The foregoing rule appears to be permissive only whereas its counterpart in the Federal Rules of Criminal Procedure, Rule 12(b)(3), as amended in 1975, requires that motions to suppress evidence be made before trial. However, both rules have the same purpose: to eliminate from the trial disputes over police conduct not immediately relevant to the question of guilt. Jones v. United States, 362 U.S. 257, 80 S.Ct. 725, 4 L.Ed.2d 697, 78 A.L.R.2d 233 (1960). It therefore makes sense that pretrial proceedings be designed to expedite trials by deciding issues collateral to guilt or innocence prior to the trial. However, any economy which is gained is soon lost if the motion must again be made, presented and argued by counsel at the trial and the trial judge must hear the same evidence. See United States v. Barletta, D.C.Mass., 500 F.Supp. 739 (1980).

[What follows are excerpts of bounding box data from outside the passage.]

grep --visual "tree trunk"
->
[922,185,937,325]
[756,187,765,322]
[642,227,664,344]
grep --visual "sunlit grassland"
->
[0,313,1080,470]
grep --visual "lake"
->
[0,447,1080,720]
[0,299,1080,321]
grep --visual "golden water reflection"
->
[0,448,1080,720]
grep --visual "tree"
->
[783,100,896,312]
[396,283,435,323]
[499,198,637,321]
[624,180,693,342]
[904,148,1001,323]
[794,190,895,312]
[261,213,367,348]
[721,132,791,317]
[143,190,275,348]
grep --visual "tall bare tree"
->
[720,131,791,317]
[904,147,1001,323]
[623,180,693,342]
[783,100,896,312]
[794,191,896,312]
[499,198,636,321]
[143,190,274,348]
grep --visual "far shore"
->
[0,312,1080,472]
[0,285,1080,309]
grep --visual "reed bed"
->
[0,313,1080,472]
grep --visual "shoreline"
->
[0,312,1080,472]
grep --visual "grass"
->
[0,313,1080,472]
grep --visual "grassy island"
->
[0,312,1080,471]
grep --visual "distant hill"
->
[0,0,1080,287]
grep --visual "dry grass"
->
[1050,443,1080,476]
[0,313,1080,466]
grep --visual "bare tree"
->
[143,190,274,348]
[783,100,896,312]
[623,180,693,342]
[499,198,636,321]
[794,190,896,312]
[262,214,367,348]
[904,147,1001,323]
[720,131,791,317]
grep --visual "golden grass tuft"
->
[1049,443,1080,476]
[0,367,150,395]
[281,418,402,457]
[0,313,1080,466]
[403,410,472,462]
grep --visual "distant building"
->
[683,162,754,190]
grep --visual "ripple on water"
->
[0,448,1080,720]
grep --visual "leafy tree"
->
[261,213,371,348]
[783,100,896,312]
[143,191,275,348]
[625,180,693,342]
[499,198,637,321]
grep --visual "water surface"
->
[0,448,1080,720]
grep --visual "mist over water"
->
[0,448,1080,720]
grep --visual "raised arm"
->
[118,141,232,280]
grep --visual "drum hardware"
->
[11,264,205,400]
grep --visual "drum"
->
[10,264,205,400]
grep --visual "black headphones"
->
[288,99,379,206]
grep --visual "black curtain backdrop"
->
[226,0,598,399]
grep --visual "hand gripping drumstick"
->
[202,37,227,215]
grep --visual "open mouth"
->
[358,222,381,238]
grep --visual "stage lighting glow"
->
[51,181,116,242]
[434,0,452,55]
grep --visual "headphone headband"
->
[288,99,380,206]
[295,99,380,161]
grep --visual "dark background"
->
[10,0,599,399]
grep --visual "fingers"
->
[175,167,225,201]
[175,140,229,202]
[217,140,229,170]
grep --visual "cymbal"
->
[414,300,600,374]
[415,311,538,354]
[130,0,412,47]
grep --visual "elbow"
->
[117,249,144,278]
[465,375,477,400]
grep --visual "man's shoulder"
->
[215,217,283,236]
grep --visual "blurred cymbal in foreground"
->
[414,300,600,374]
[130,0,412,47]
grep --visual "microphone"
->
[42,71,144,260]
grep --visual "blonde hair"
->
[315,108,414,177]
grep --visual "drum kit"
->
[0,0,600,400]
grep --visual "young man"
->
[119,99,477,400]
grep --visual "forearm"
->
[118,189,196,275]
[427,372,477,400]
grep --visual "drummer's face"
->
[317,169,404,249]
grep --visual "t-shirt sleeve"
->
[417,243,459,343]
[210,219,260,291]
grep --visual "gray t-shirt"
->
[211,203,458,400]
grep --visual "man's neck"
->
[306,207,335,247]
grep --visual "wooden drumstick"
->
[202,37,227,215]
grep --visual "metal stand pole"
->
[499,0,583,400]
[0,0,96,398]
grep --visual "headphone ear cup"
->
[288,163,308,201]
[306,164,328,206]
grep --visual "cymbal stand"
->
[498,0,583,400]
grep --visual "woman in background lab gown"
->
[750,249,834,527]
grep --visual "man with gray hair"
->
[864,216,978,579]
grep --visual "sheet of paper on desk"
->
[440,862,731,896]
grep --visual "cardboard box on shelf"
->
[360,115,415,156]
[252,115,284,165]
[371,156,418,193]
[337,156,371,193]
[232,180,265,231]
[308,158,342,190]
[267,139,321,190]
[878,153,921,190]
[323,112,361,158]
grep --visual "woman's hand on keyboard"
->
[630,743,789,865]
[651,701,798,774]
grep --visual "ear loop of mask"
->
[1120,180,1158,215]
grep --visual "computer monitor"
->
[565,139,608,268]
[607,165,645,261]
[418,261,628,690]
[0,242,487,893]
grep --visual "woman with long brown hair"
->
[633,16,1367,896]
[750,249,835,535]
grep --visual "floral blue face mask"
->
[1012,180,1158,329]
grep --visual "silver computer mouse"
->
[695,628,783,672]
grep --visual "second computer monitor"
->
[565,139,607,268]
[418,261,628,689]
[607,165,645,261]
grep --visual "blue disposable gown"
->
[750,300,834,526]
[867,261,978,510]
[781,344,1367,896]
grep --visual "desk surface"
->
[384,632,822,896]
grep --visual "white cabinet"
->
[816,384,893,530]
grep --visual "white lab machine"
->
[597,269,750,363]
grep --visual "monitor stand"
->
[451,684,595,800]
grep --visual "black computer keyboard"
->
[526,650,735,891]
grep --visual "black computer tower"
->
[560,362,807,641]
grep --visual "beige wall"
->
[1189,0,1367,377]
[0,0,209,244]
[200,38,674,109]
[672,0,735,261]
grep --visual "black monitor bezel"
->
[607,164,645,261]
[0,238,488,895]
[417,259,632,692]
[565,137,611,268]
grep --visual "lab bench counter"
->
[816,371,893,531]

Under the ruling of the majority opinion, a proper objection must be made to the admission of evidence which the defendant has theretofore unsuccessfully sought to suppress so that the trial judge may examine anew the ruling made by another judge of the same court. In my opinion such practice is not only an unnecessary expenditure of effort on the part of the trial court and counsel but more seriously, it offers the defendant two opportunities to convince two different judges of the merits of his motion. I do not think that was the intention of our Rule 12. Subsection (c) implies this by its direction that a pretrial motion should be determined before trial unless the court for good cause orders that the ruling be deferred for later determination. This provision is to take care of those situations where the judge hearing the pretrial motion concludes that it would be better to defer ruling on the motion to the trial judge who can better determine it after some or all of the evidence is in. This is obviously a salutary practice. However, when the judge hearing the pretrial motion has ruled, that should end the matter and the defendant should not be required nor given another opportunity to present the matter. The denial of such a motion should be reviewable on appeal without requiring the defendant to again object at the trial. See United States v. Hopkins, 433 F.2d 1041 (5th Cir. 1970). This result also eliminates the problem of one district judge overruling another judge of the same court, which we generally have not allowed. Matter of Estate of Cassity, Utah, 656 P.2d 1023 (1982); See also United States v. Jaffe, D.C.D.C., 98 F.Supp. 191 (1951).
STEWART, J., concurs in the concurring in the result opinion of HOWE, J.